17. Indie film is where creativity and technology meet. This is what allows conferences like SXSW, NAB, and ShoWest to be so successful. Filmmakers need to do their part to be educated on the latest and greatest that is being offered to them, but that doesn’t seem to be too much of a problem. There aren’t many filmmakers out there that are disinterested enough in their chosen profession to ignore the new Canon DSLR’s, or the new cameras coming from the folks at RED, or the new software packages that are being put out as plugins for their chosen NLE’s. Indie film has always been on the cutting edge of the next big thing in technology. Indie filmmakers are the early adopters. They have to be in order to stay competitive with what is coming out of the Hollywood machine.

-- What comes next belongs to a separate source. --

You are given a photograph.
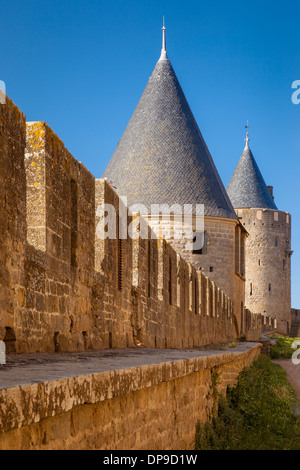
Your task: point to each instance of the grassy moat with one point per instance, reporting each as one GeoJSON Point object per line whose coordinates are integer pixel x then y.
{"type": "Point", "coordinates": [257, 414]}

18. Filmmakers have forced the film festivals to evolve. Yes there are still a lot of festivals out there who just accept your submission fee and run (or worse, consider the Queens Film Festival debacle). But there are a lot of film festivals out there like the FirstGlance Film Festival that offers filmmakers on both US coasts to participate with their films. They give filmmakers a chance to take advantage of their revenue sharing online distribution program, and they curate their own screening series at the Franklin Institute in PA. Other festivals like the Sedona Film Festival and Orlando Film Festival offer perks to filmmakers who are accepted. Everything from free lodging to free taxi services and studio tours is offered to help ease the financial burden of the indie filmmaker. The Orlando Film Festival’s screenings are all free to attend as well, offering filmmakers who promote their films well an opportunity to have them seen by the largest audience possible.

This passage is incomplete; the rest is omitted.